Are we optimising patient outcomes in frontline multiple myeloma patients?
Outcomes in multiple myeloma have improved in the last 5 to 10 years. However, myeloma remains incurable, and many patients ultimately relapse. The 5-year survival rate is estimated to be 58% in the US.1,2
Historically, 1L non-transplant patients have had worse survival than transplant patients.2
PFS Outcomes by Transplant Status2*
Adapted from Richter J et al. eJHaem. 2023;4(4):984-994. doi:10.1002/jha2.739
Evolving frontline multiple myeloma care is key to improving outcomes. There is a focus on new approaches for non-transplant patients whose prognosis lags behind that of transplant patients3,4
*STUDY DESCRIPTION: A real-world retrospective, observational study of frontline NDMM patients (N=5052) conducted in the US from 1 January 2011 to 31 January 2022.2
Treating to achieve MRD negativity as the ultimate goal in 1L is a potential strategy for optimising outcomes5,6
Maximising depth of response in 1L is vital for early and rapid suppression of clonal heterogeneity because myeloma subclones can evolve into a more challenging disease over time.5,7
Currently, MRD- is the most sensitive measure of depth of response. Recent meta-analyses indicate that MRD- patients tend to experience longer PFS and OS than those who remain MRD+.5,7
Two recent studies, involving 722 US and 700 EU patients, analysed PFS outcomes in newly diagnosed patients treated with either systemic therapy plus transplant or systemic therapy alone. The results were stratified by treatment modality (transplant vs non-transplant) and MRD status (MRD- vs MRD+).3,5,8
PFS Outcomes by Transplant and MRD negativity Status5†
Adapted from Perrot A et al. Blood. 2018;132(3):2456-2464.

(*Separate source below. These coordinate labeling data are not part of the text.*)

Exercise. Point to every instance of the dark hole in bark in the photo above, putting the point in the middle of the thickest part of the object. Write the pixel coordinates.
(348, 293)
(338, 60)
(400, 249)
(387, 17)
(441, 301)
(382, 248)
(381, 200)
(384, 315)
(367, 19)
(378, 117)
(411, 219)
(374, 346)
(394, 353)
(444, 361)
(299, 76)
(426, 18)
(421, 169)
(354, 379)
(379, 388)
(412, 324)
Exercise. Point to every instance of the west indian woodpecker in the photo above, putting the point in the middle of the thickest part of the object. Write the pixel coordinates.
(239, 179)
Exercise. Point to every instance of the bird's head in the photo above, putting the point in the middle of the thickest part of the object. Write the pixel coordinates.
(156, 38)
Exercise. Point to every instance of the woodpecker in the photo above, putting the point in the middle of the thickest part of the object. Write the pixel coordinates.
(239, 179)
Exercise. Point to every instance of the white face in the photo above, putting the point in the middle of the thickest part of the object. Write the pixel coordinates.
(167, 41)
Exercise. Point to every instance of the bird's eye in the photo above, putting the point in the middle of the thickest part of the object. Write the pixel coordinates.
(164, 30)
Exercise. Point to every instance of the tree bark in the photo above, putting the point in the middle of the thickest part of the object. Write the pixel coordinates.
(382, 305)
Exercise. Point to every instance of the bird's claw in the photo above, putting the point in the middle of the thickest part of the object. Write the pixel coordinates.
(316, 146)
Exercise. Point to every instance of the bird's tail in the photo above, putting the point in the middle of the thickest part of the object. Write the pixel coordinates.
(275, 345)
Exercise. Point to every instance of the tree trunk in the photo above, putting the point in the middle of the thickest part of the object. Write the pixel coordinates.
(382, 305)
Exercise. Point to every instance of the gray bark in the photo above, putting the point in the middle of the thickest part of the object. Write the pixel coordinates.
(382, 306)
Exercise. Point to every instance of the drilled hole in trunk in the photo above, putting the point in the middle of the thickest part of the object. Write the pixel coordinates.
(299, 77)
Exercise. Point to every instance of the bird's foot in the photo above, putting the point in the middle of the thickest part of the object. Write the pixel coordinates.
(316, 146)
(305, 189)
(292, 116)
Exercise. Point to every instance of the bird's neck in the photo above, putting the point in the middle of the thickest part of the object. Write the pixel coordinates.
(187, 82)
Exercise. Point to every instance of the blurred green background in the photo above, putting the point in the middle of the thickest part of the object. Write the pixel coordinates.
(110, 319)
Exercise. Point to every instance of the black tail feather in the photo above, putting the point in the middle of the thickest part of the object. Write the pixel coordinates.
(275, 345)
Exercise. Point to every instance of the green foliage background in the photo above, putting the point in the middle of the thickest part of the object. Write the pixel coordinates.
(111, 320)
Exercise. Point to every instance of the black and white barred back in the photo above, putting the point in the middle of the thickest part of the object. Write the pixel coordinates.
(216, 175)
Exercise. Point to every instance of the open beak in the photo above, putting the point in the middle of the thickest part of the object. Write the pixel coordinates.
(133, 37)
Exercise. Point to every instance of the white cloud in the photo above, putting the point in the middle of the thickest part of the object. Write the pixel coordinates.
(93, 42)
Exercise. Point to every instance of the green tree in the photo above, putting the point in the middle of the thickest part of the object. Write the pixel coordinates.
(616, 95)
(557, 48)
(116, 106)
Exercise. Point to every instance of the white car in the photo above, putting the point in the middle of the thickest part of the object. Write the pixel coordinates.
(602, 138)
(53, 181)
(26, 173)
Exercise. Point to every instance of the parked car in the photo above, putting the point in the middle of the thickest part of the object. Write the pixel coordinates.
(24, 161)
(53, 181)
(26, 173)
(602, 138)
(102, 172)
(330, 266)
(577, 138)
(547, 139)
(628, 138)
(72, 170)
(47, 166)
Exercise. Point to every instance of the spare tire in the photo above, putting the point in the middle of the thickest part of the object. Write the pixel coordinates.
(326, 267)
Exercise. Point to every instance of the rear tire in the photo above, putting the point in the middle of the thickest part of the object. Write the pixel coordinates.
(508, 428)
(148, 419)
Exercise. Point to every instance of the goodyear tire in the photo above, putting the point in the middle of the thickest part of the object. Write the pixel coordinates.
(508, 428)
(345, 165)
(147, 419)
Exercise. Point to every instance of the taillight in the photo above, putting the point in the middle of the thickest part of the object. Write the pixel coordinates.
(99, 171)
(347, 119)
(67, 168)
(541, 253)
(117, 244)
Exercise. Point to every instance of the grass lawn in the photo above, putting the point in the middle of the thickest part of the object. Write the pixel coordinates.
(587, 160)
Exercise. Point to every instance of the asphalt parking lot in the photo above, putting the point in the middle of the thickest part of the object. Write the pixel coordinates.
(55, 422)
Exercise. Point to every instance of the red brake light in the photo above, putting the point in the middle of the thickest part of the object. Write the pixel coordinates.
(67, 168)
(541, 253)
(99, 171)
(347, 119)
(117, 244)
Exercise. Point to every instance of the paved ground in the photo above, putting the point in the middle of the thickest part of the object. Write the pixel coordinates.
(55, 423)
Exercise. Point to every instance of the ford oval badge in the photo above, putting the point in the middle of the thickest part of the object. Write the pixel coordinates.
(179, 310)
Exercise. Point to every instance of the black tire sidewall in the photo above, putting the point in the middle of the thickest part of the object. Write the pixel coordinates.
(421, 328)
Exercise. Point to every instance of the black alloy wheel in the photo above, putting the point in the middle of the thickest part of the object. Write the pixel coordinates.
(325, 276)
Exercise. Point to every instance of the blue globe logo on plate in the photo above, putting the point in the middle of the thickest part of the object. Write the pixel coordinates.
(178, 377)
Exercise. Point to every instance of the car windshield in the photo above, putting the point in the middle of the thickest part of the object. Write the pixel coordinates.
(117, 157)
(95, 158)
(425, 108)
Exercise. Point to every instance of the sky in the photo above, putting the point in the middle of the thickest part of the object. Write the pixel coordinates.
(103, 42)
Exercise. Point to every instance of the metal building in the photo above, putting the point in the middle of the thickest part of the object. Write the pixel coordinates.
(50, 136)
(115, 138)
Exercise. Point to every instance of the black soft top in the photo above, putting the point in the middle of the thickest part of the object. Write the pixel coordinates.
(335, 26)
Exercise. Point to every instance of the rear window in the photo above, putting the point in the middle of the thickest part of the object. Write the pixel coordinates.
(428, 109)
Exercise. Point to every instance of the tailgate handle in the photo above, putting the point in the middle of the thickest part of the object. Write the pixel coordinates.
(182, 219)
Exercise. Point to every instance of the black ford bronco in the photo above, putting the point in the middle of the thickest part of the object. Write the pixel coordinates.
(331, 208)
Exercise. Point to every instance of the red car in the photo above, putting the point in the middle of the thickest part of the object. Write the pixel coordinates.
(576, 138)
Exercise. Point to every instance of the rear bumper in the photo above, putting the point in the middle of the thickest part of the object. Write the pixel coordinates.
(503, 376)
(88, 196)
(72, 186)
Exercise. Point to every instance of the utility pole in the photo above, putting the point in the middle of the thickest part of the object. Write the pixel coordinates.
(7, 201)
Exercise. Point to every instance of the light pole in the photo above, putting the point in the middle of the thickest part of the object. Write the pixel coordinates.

Studies indicate that non-transplant patients who achieve MRD negativity may have outcomes comparable to those receiving a transplant4,5
†STUDY DESCRIPTION: 700 newly diagnosed transplant-eligible myeloma patients were randomised to receive different therapies; MRD status was evaluated at the 12-month mark.5
1L=first line; MRD=minimal residual disease; MRD-=minimal residual disease negative/negativity; MRD+= minimal residual disease positive/positivity; NDMM=newly diagnosed multiple myeloma; OS=overall survival; PFS=progression-free survival.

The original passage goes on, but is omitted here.